South Korea’s army conducted its largest-ever artillery drills near the tense border with North Korea, but there was no immediate military response from the North.
A total of 300 artillery systems deployed by dozens of military units along the border began firing shells simultaneously in multiple directions this afternoon, an army official said on condition of anonymity, citing department rules.
He said North Korea’s military did not show any signs of unusual activities in response.
South Korea’s front-line army units regularly conduct live-fire drills. But the number of artillery mobilised in today’s drills was the biggest ever, and the simultaneous shooting in all major front-line areas was a departure from previous exercises, the army official said.
The border between the Koreas is the most heavily fortified in the world, and the two countries occasionally exchange gunfire along the frontier. Thursday is the 40th anniversary of a 1976 “ax murder incident” in which two US soldiers were hacked to death by North Koreans during a border area clash over U.S. efforts to trim a tree.

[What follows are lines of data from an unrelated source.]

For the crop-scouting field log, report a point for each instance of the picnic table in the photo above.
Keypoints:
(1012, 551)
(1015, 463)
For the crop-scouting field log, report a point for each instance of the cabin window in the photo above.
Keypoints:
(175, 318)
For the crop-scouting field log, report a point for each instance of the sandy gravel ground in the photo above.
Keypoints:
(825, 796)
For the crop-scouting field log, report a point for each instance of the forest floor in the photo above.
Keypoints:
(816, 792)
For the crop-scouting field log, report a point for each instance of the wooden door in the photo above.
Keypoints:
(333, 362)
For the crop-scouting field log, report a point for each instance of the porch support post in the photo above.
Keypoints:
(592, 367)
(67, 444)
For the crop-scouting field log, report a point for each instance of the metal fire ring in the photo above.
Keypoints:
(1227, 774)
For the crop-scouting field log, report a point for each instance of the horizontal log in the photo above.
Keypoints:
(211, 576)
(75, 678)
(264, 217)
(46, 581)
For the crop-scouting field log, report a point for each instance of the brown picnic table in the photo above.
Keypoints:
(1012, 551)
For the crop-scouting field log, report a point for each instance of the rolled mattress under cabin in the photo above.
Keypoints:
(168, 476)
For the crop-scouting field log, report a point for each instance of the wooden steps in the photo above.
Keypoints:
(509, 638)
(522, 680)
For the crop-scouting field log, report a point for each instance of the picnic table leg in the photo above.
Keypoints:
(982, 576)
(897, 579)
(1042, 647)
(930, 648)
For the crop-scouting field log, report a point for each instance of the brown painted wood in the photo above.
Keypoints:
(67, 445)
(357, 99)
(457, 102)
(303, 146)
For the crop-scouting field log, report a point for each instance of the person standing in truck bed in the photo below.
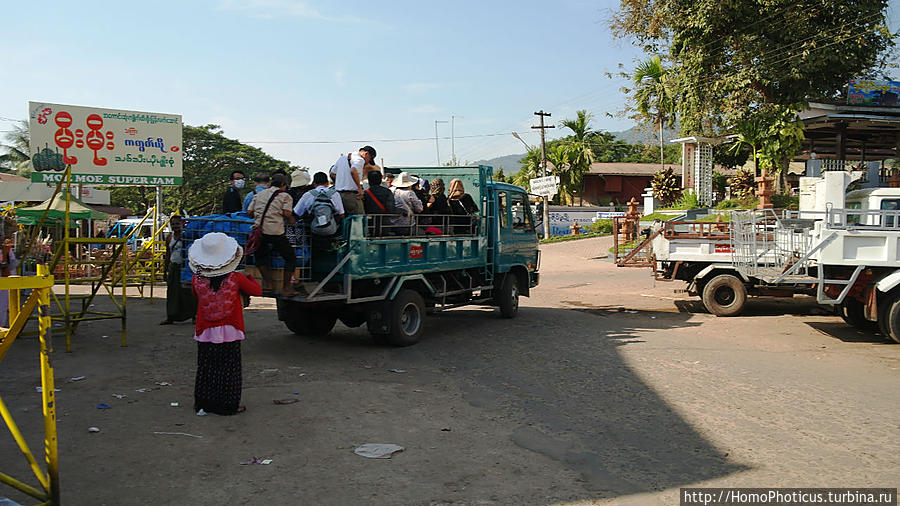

Today’s drills also marked what South Korea describes as an artillery exchange between the Koreas in August 2015 following land mine explosions that maimed two South Korean soldiers.
There were no reports of injuries in last year’s artillery firing. Seoul said North Korea fired first, but North Korea denied firing and responded with anger.
The latest drills came a day after Seoul said a senior North Korean diplomat based in London defected to South Korea.
The announcement is expected to infuriate North Korea, which typically calls high-profile defectors traitors and accuses South Korea of abducting or luring its citizens to defect.